Ma Renjun, Hasan M Tariqul, Sneddon Gary
Department of Mathematics and Statistics, University of New Brunswick, Fredericton, NB, Canada E3B 5A3.
Stat Med. 2009 Aug 15;28(18):2356-69. doi: 10.1002/sim.3619.
In medical and health studies, heterogeneities in clustered count data have been traditionally modeled by positive random effects in Poisson mixed models; however, excessive zeros often occur in clustered medical and health count data. In this paper, we consider a three-level random effects zero-inflated Poisson model for health-care utilization data where data are clustered by both subjects and families.

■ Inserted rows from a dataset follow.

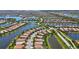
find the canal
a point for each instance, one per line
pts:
(54, 42)
(5, 40)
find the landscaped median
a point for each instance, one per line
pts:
(68, 39)
(46, 43)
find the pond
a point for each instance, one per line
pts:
(16, 17)
(73, 35)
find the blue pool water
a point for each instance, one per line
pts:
(16, 17)
(5, 25)
(74, 36)
(4, 41)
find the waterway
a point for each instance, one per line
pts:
(5, 40)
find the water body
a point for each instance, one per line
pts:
(54, 43)
(74, 36)
(16, 17)
(5, 25)
(70, 15)
(5, 41)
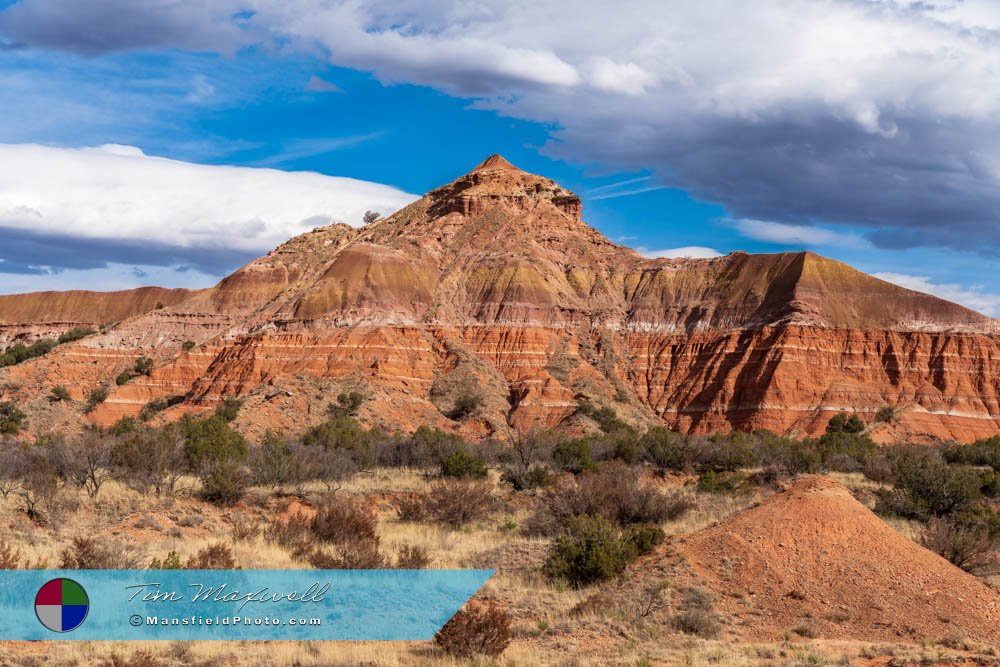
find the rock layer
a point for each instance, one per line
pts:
(493, 285)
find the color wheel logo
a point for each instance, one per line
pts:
(61, 605)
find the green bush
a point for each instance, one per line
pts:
(590, 549)
(668, 449)
(342, 432)
(465, 405)
(842, 423)
(573, 455)
(60, 393)
(11, 418)
(645, 538)
(74, 334)
(348, 404)
(209, 442)
(95, 398)
(229, 408)
(461, 463)
(924, 486)
(153, 408)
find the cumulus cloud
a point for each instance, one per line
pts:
(974, 298)
(82, 208)
(882, 114)
(692, 252)
(796, 235)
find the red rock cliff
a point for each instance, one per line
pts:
(492, 284)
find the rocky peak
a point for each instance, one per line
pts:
(495, 181)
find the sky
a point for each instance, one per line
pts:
(170, 141)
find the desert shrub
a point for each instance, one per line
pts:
(411, 508)
(410, 557)
(348, 404)
(606, 418)
(273, 461)
(74, 334)
(153, 408)
(477, 629)
(143, 366)
(229, 408)
(148, 458)
(39, 491)
(344, 519)
(141, 658)
(842, 423)
(465, 405)
(95, 398)
(668, 449)
(216, 556)
(984, 452)
(60, 394)
(11, 418)
(727, 453)
(351, 555)
(925, 486)
(223, 482)
(461, 463)
(645, 538)
(10, 556)
(456, 502)
(696, 614)
(342, 432)
(885, 415)
(431, 445)
(590, 549)
(87, 553)
(721, 483)
(172, 561)
(612, 493)
(522, 478)
(965, 541)
(573, 455)
(211, 441)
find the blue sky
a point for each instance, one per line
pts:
(686, 154)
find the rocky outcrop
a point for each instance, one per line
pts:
(494, 284)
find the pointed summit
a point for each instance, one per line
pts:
(495, 182)
(495, 162)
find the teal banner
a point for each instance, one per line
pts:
(232, 604)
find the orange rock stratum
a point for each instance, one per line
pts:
(494, 285)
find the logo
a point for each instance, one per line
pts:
(61, 605)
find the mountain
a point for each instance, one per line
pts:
(493, 285)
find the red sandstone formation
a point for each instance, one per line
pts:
(493, 285)
(814, 557)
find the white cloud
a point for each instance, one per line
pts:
(974, 297)
(882, 114)
(692, 252)
(796, 235)
(120, 194)
(112, 277)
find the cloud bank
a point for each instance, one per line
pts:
(975, 298)
(83, 208)
(883, 114)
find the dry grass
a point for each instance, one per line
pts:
(545, 631)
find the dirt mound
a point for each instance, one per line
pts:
(814, 561)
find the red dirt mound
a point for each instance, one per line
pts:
(814, 559)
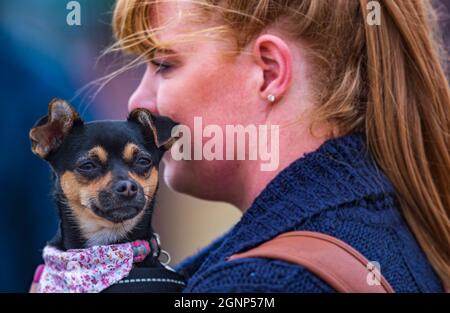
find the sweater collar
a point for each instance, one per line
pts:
(339, 171)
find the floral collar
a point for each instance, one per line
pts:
(92, 269)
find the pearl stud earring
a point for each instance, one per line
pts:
(271, 98)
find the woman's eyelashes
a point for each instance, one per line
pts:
(161, 67)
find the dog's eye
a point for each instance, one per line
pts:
(143, 161)
(87, 166)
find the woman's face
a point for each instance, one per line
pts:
(198, 83)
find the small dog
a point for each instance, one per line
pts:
(105, 177)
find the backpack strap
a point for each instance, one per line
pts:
(331, 259)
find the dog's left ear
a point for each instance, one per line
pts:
(159, 126)
(50, 131)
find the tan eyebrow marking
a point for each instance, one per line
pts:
(100, 153)
(130, 151)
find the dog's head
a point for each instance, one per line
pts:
(106, 171)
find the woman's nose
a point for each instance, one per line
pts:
(144, 95)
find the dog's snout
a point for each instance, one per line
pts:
(126, 188)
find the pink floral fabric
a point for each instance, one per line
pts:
(89, 270)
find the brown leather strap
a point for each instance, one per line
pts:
(331, 259)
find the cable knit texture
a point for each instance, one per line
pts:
(336, 190)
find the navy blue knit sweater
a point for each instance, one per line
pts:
(336, 190)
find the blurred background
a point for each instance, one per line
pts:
(42, 57)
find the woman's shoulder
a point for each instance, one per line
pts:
(256, 275)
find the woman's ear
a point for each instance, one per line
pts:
(50, 130)
(275, 58)
(159, 126)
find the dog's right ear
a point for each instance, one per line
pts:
(50, 130)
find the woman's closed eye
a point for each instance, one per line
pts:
(161, 67)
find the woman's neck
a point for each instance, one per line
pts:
(294, 142)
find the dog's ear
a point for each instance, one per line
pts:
(159, 126)
(49, 131)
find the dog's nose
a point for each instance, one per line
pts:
(126, 188)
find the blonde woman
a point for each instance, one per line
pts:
(363, 108)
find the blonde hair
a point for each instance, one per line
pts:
(387, 81)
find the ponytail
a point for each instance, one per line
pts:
(408, 122)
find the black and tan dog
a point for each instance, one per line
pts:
(105, 179)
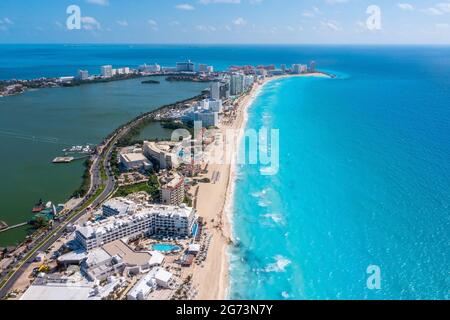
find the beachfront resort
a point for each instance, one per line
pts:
(162, 232)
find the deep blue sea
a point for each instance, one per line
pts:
(364, 173)
(364, 180)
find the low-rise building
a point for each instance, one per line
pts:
(83, 75)
(135, 161)
(106, 71)
(172, 190)
(150, 282)
(146, 219)
(164, 153)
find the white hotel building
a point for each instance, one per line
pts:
(135, 219)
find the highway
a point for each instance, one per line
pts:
(99, 161)
(59, 228)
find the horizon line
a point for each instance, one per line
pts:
(227, 44)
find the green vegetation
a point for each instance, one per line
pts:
(115, 164)
(40, 222)
(150, 82)
(129, 138)
(84, 188)
(187, 201)
(151, 187)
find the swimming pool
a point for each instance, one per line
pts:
(195, 230)
(165, 247)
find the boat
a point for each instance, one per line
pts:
(38, 207)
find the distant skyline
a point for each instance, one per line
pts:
(226, 22)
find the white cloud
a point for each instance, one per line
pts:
(240, 22)
(6, 21)
(122, 23)
(90, 23)
(201, 27)
(220, 1)
(99, 2)
(330, 25)
(153, 24)
(311, 13)
(185, 7)
(442, 26)
(336, 1)
(439, 9)
(405, 6)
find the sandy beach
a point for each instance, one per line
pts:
(214, 205)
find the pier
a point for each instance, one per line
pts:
(68, 159)
(5, 227)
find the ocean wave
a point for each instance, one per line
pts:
(260, 194)
(275, 217)
(279, 265)
(263, 203)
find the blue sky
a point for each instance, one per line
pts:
(226, 21)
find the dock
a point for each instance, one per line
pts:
(63, 159)
(4, 229)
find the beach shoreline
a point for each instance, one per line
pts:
(215, 205)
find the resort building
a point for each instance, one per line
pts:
(164, 153)
(118, 206)
(146, 219)
(207, 118)
(99, 265)
(149, 68)
(237, 84)
(106, 71)
(299, 68)
(312, 66)
(187, 66)
(135, 161)
(83, 75)
(150, 282)
(172, 190)
(215, 90)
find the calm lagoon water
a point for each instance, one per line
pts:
(36, 126)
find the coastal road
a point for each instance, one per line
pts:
(59, 228)
(101, 160)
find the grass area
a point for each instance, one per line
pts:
(151, 187)
(46, 239)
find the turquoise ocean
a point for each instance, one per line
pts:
(364, 174)
(364, 180)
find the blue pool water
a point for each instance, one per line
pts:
(195, 230)
(165, 247)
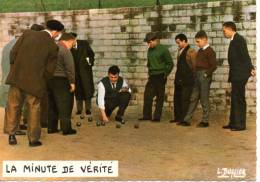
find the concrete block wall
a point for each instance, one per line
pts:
(116, 35)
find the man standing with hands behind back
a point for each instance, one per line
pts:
(33, 61)
(159, 65)
(240, 69)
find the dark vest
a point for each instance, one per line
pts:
(110, 92)
(183, 75)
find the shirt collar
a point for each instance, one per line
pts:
(48, 32)
(76, 45)
(232, 36)
(205, 47)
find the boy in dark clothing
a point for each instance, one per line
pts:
(184, 78)
(159, 65)
(206, 64)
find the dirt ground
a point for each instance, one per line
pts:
(155, 151)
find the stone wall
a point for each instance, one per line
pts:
(116, 35)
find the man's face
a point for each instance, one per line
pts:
(201, 42)
(56, 34)
(181, 44)
(228, 32)
(71, 43)
(113, 78)
(152, 43)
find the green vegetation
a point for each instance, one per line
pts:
(56, 5)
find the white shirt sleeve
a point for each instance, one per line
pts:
(126, 85)
(101, 95)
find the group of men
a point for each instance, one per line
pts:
(193, 78)
(42, 69)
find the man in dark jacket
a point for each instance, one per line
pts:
(113, 92)
(33, 60)
(240, 69)
(159, 65)
(184, 78)
(61, 88)
(84, 60)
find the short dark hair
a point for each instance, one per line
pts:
(37, 27)
(114, 70)
(201, 34)
(54, 25)
(231, 25)
(67, 36)
(151, 36)
(74, 34)
(181, 37)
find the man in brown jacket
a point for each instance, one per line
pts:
(206, 64)
(33, 60)
(184, 78)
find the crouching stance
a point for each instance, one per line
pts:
(113, 91)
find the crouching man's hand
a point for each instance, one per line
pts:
(72, 87)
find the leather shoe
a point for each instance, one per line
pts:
(51, 131)
(174, 121)
(155, 120)
(88, 112)
(23, 127)
(183, 123)
(12, 140)
(144, 119)
(35, 144)
(120, 119)
(227, 127)
(78, 112)
(203, 125)
(19, 132)
(70, 132)
(238, 129)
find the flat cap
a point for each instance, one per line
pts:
(150, 36)
(67, 36)
(54, 25)
(37, 27)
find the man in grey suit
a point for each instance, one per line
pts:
(5, 63)
(31, 65)
(240, 69)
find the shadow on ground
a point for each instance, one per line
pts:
(155, 151)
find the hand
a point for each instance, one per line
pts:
(105, 118)
(124, 89)
(253, 72)
(72, 87)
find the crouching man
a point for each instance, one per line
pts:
(113, 91)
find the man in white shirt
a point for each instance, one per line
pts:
(113, 91)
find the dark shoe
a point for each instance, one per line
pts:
(155, 120)
(12, 140)
(144, 119)
(184, 123)
(82, 117)
(118, 125)
(238, 129)
(19, 132)
(203, 125)
(70, 132)
(120, 119)
(98, 123)
(23, 127)
(88, 112)
(136, 126)
(227, 127)
(35, 144)
(78, 112)
(174, 121)
(51, 131)
(90, 119)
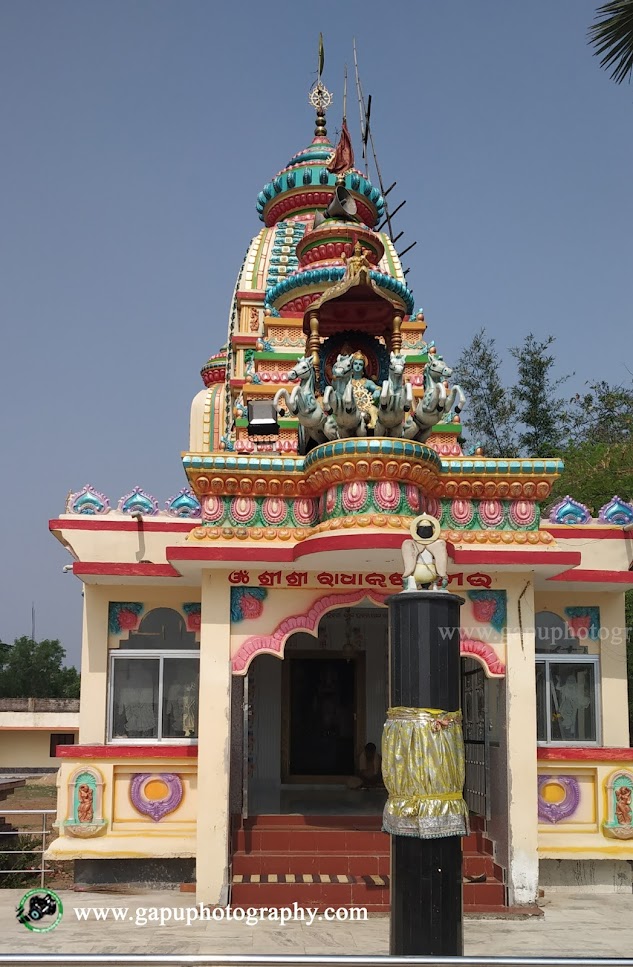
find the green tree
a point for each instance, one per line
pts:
(542, 413)
(490, 414)
(612, 38)
(35, 669)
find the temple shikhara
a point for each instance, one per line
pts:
(235, 646)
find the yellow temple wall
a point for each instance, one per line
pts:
(597, 553)
(581, 831)
(611, 646)
(122, 546)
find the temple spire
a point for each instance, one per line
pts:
(319, 97)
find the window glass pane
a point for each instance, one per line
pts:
(572, 701)
(180, 698)
(553, 635)
(135, 698)
(541, 702)
(164, 629)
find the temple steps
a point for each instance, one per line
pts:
(340, 861)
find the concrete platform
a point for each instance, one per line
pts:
(572, 925)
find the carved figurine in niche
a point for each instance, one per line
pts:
(345, 416)
(85, 810)
(623, 805)
(358, 262)
(619, 790)
(365, 391)
(189, 709)
(425, 556)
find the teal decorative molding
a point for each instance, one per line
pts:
(124, 616)
(490, 607)
(616, 511)
(584, 622)
(247, 603)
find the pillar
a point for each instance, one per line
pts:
(426, 874)
(214, 736)
(521, 742)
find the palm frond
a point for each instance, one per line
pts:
(612, 37)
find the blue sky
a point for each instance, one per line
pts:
(135, 137)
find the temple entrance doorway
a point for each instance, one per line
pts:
(323, 720)
(312, 714)
(476, 752)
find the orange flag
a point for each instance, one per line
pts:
(343, 158)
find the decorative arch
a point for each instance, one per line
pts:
(275, 643)
(309, 621)
(483, 653)
(85, 803)
(619, 792)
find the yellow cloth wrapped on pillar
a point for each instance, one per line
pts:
(423, 769)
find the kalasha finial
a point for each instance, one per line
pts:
(320, 99)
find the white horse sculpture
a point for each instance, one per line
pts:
(396, 399)
(303, 404)
(345, 418)
(437, 402)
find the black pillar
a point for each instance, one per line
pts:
(426, 874)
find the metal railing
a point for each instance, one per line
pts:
(40, 831)
(118, 960)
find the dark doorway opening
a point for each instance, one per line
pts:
(322, 696)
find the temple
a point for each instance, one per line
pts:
(235, 652)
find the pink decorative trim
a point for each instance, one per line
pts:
(275, 643)
(127, 752)
(484, 654)
(578, 753)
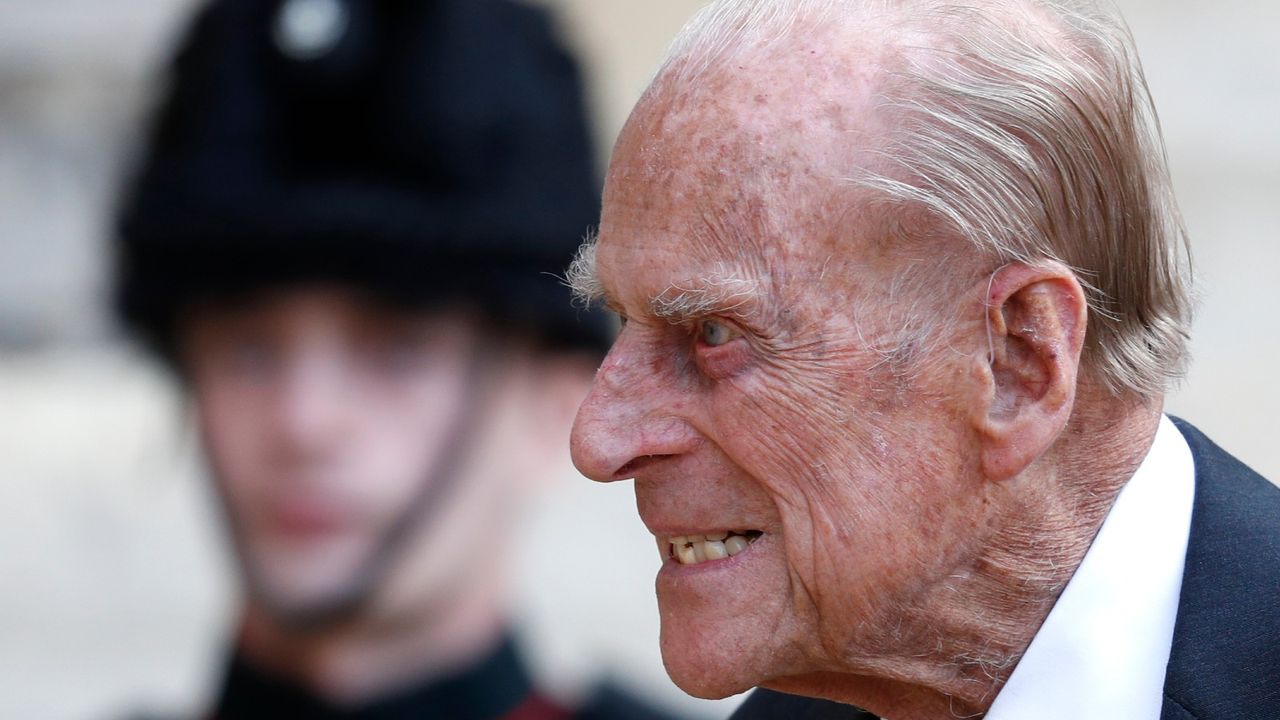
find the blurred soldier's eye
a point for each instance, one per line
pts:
(716, 333)
(402, 351)
(248, 355)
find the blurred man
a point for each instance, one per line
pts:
(343, 238)
(904, 286)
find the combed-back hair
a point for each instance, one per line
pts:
(1024, 127)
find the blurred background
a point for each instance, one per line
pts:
(115, 591)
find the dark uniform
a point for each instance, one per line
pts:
(426, 151)
(497, 688)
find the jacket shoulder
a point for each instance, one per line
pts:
(1225, 656)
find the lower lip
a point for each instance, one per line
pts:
(305, 520)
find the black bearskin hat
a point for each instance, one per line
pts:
(425, 150)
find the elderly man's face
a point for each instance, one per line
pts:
(766, 395)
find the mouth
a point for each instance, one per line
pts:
(694, 550)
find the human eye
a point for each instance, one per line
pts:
(716, 333)
(717, 349)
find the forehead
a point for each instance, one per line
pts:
(740, 169)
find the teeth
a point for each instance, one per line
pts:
(685, 554)
(714, 550)
(691, 550)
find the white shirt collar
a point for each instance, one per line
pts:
(1101, 654)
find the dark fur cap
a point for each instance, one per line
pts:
(424, 150)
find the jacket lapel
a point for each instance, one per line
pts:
(1225, 657)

To accommodate zero and positive components in the count response compatibly, we model the subject level random effects by a compound Poisson distribution. Our model displays a variance components decomposition which clearly reflects the hierarchical structure of clustered data. A quasi-likelihood approach has been developed in the estimation of our model. We illustrate the method with analysis of the health-care utilization data. The performance of our method is also evaluated through simulation studies.
在医学与健康研究中,聚类计数数据中的异质性传统上通过泊松混合模型中的正随机效应进行建模;然而,聚类的医学与健康计数数据中经常出现过多的零值。在本文中,我们针对医疗保健利用数据考虑一种三级随机效应零膨胀泊松模型,其中数据按个体和家庭进行聚类。为了兼容地处理计数响应中的零值和正值成分,我们通过复合泊松分布对个体水平的随机效应进行建模。我们的模型展示了一种方差成分分解,清晰地反映了聚类数据的层次结构。在我们模型的估计中开发了一种拟似然方法。我们通过对医疗保健利用数据的分析来说明该方法。我们还通过模拟研究评估了我们方法的性能。